My intention.
Andy, the fearless leader of the meditation program I use, almost always asks this, or asks us in meditation to clarify: what is your intention in doing this exercise? And today a very clear intention struck me. My intention is to connect my life. I suppose the corollary to that is a feeling I have of being adrift and unconnected. To connect – not exactly a new, original thought by any means – suddenly felt new to me, however. It immediately conjured an image of a mother, my mother, furiously – in anger – slashing connections from me as though they were physical things, appendages. Snicker-snack, slash, slash.
At almost the same time, that image was superseded by one conjuring a flood. It made me think, “Am I ready for the flood?” I had let images of myself as a small child and even a slightly older child drift into my mind (Andy: “thoughts come and go and when you realize that your mind’s wandered, return to the breath”), images of me in all these different, basically unconnected places. And I suddenly felt, viscerally (and therefore originally, newly) the sensation of flooding. What if all these “mes” were connected? If my intention is to connect my life, and it’s not just an abstraction, then I must be ready for a flood of new emotions and ideas, insights. It occurred to me that “Am I ready for the flood” would make an okay opening line for a poem I might write. And speaking of writing, I had several ideas for shorter pieces.
While driving W. to the station, I pointed out that neither one of us is “expressed” in any way by the car we drive. He’s not a minivan guy, I’m certainly not a minivan “mom,” so our car doesn’t express or reflect who we are. But then I turned it around almost as soon as I’d said it by pointing out that, on the other hand, the car we drive actually does express very clearly what we are, namely cheap (it’s a 2002 model).
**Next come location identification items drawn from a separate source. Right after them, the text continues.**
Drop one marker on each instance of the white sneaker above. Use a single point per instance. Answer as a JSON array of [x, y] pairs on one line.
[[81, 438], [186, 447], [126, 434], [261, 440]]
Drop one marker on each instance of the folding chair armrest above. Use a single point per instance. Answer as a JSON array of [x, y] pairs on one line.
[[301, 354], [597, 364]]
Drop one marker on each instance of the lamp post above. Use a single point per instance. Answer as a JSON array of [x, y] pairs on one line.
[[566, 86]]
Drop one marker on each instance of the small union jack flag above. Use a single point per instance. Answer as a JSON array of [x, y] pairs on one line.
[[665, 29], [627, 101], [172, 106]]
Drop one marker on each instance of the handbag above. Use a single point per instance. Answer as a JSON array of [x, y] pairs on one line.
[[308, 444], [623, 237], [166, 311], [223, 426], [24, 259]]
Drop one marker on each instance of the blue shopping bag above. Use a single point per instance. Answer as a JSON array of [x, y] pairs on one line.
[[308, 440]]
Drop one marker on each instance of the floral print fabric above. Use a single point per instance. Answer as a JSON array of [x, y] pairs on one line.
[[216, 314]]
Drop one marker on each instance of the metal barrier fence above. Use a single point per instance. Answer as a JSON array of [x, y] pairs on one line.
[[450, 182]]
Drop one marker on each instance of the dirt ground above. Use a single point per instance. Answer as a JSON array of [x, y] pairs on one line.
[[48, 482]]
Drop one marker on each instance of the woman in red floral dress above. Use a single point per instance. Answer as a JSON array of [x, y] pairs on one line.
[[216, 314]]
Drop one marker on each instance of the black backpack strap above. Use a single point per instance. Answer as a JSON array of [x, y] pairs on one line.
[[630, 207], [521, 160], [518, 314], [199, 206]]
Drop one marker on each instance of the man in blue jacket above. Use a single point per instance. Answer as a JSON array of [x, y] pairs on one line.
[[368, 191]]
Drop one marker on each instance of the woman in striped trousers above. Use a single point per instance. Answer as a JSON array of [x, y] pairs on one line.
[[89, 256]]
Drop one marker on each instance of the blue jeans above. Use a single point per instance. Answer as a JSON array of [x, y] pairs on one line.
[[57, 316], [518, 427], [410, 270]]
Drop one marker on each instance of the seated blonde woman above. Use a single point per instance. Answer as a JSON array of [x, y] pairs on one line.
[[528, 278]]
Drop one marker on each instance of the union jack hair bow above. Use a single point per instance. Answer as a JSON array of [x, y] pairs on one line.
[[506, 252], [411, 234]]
Charitably put, that might be couched as “careful with our money.” But before I said this – and I think this is also true – I noted that we are driving a car which doesn’t express or reflect who we are because we don’t know who we are. We’re confused about it. After that, I made the “we’re cheap” observation. “Cheap and confused,” I quipped.
Later, I thought of another conundrum, perhaps also an economy. We have never used or developed nicknames for our children. They’ve never been gender-neutralized with the typical German “chen” or “le” addition (Peterchen or Peterle, for example, which brings the child’s name to the German gender-neutral level of das Kind, not der Mann or die Frau: you would say das Peterchen, but always der Peter, das Mariele, but always die Maria; interestingly, der Junge is masculine, but das Mädchen – there’s that “chen” again! – is neuter). Nor have we ever given them alternate names (my father coined “Nuni” [“noo-nee”] and “Julius” for me). JF, our old neighbor, created one for E., but A. is really firm, “adamant,” “man of the red earth,” impossible to neutralize or make diminutive. Nor do we engage in playful “aristocratic” detournements (a Gabriela would never be simply a common Gabby, for instance, but she could be called “Grabbi,” which has an ironic touch and also implies literacy, knowing that moving letters around within a name can result in amusing double entendres…).